Recently, I had a student athlete, currently a multisport athlete in high school, ask me some questions about how playing more than one sport in high school and college would positively or negatively impact her recruiting process and the college experience. Many other athletes probably have similar questions about playing multiple sports. Here are some things to think about.
When, if at all, should I specialize and only play one sport?
How does being a multisport athlete affect my college recruiting outcome?
Is playing more than one sport in college even possible?
These are all great questions. Unfortunately, there are no easy answers because everyone’s situation is a little different, but there are important factors to consider when making a decision about being a multisport athlete.
There has been a lot of deliberation about this topic for many years. Some young athletes specialize when they are very young and others play multiple sports throughout high school, some even in college.
Hundreds of studies from people with years of experience have been published, yet there is still not one answer about when, or if you should, specialize.
In my own experience, I believe that multiple sports and cross-training have a positive effect on athletes, both physically and mentally, but there are times when specializing makes sense.
Here are a few of the benefits of not specializing too early.

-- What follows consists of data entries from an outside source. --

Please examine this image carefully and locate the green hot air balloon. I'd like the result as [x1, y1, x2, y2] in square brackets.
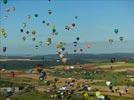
[3, 0, 7, 4]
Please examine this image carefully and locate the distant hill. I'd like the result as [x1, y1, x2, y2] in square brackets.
[0, 53, 134, 69]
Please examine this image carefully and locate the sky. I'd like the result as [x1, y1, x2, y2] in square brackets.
[0, 0, 134, 54]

Using different muscles in different activities helps us strengthen muscle groups and joint stability. If you only develop certain muscles in the same activities every day, you are likely to leave out some muscles, eventually causing imbalances and/or injuries later.
Playing the same sport from birth to college graduation is a long time. With the explosion of youth sports, some athletes are burned out by the time they get to college. Playing multiple sports gives the body a chance to recover.

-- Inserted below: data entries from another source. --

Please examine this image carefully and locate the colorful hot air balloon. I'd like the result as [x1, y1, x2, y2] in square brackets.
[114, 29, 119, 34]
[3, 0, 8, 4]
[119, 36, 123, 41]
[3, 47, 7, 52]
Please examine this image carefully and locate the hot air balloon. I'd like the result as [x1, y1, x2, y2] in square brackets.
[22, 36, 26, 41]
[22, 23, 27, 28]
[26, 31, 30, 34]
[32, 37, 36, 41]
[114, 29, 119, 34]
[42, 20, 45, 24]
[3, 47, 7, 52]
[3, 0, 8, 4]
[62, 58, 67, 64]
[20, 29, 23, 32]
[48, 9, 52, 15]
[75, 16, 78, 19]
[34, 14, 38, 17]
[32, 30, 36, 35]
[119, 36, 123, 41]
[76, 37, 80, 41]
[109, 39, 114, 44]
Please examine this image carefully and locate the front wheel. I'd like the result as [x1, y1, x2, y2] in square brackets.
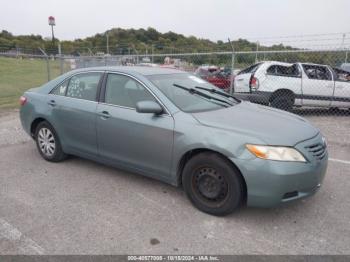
[35, 121, 67, 162]
[182, 152, 244, 216]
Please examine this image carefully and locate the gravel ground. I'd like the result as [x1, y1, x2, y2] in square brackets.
[0, 108, 350, 254]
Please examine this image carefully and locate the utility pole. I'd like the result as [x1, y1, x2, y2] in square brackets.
[341, 34, 346, 49]
[152, 44, 154, 64]
[106, 31, 109, 54]
[228, 38, 235, 95]
[255, 41, 259, 63]
[49, 16, 56, 44]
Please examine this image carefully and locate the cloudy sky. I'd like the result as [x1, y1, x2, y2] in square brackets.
[0, 0, 350, 44]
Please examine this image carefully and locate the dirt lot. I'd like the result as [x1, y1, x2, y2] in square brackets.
[0, 108, 350, 254]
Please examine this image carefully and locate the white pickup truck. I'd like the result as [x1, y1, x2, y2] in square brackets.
[234, 61, 350, 111]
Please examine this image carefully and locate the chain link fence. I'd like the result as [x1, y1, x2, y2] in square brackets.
[0, 48, 350, 115]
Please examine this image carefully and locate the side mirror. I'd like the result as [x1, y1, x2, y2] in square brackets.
[136, 101, 163, 115]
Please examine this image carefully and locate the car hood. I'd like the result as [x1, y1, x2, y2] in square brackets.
[192, 102, 319, 146]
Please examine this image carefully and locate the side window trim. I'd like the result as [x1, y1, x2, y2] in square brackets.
[98, 71, 171, 116]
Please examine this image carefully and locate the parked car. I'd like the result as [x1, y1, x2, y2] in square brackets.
[195, 66, 231, 91]
[340, 63, 350, 72]
[20, 66, 328, 215]
[234, 61, 350, 111]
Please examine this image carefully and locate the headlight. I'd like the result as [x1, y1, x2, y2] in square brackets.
[246, 144, 306, 162]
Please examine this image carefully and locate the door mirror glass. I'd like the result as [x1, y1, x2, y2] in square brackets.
[136, 101, 163, 115]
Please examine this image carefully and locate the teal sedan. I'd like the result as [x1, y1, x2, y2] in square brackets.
[20, 67, 328, 215]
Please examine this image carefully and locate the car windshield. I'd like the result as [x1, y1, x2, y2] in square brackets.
[148, 74, 237, 113]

Along with burnout, athletes need mental breaks. Changing sports helps create some change of scenery so that sports stay fresh.

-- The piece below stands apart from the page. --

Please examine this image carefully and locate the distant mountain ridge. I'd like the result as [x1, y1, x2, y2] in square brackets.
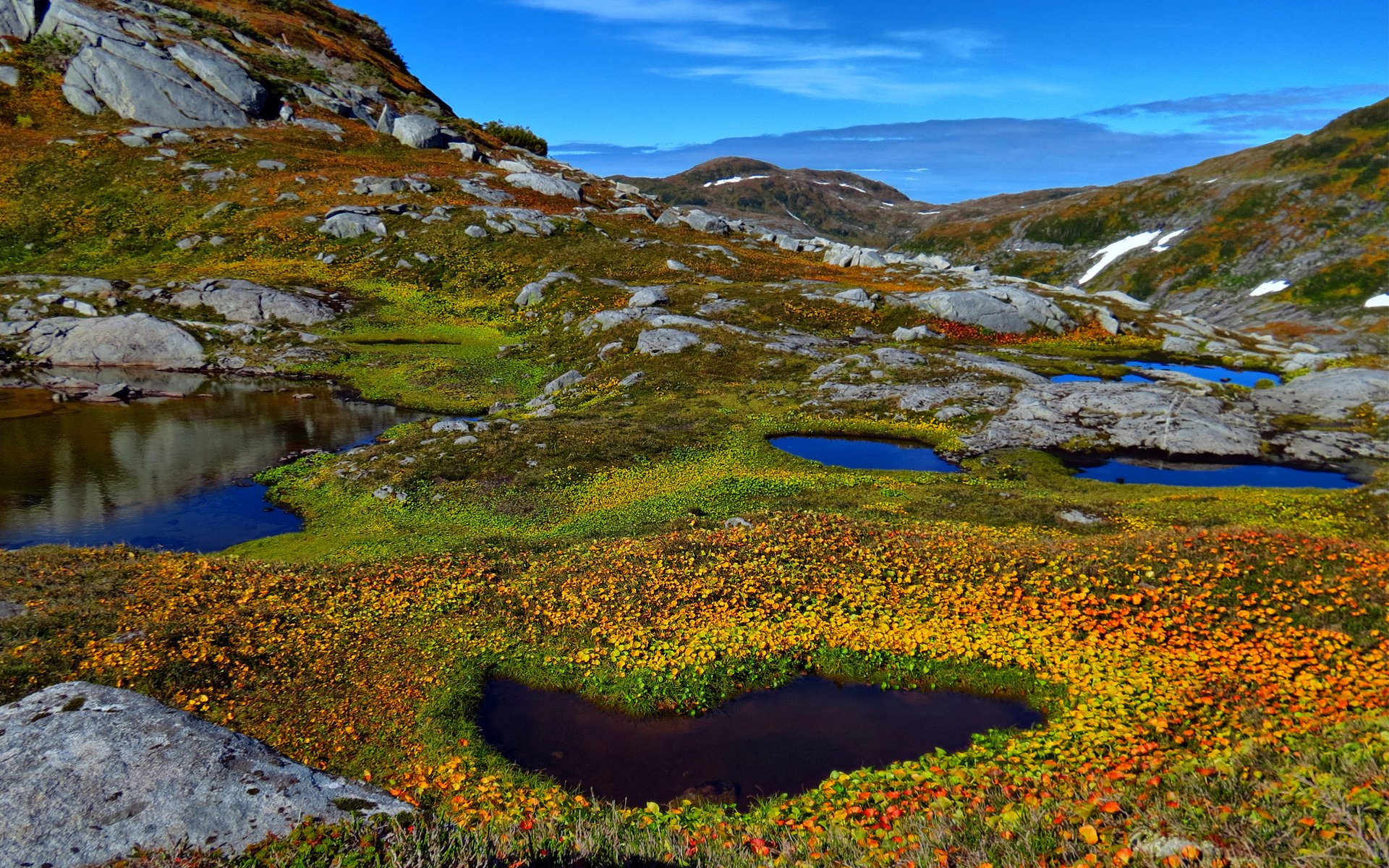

If you're interested, check out some more information about the benefits of being a multisport athlete.
Being a multisport athlete can affect your recruiting process and outcome. Here are some positives and some challenges.
Great question. What if you are being recruited for two sports in college? Can you play two sports? Years ago, when athletic seasons were a little shorter, it was easier to consider playing two sports. Today, it is much harder. Still possible, but much harder. Seasons are longer and training has become a year-round process.
Here are some facts.
You are going to be extremely busy in college, no matter what college level you play. There are, however, different rules at different levels. For example, in Division I, coaches can work with you in the off-season, including the summers. Other divisions have more restrictions on when coaches can work with the players, allowing athletes to have more time to do other things.
You are going to need breaks in college. Your schedule is going to be rigorous, and it is going to push you out of your current comfort zone. Taking mental breaks is going to help you stay fresh. Starting as a freshman with two sports and academics is extremely challenging. Take a look at this guide: A Day In The Life Of A Student Athlete.
College coaches do not have an easy time sharing you with other coaches and sports. Certainly, everyone wants you to enjoy your college experience, but coaches' jobs rely on you being completely invested in their sport. It will be tough to do that when practices, seasons and commitments of playing two sports overlap.
You used to be able to possibly play a fall sport and then a spring sport. The seasons were opposite. Today, fall sports, like golf, track, volleyball and softball, all have fall and spring seasons, so those athletes are busy in both seasons and then train in the winter. Winter seasons overlap with both fall and spring seasons. This overlap makes it difficult to be fully present in two sports.
If it were me, I would choose one sport in college and go for it. Invest fully in that sport and use what breaks you get from that sport to mentally recharge, network, study and prepare for your career after sports are over.
If you still think you might want to try two sports in college, I would say choose a college and coach where there are time restrictions for coaches in different sports and where you can still manage academics with a double load of playing two sports.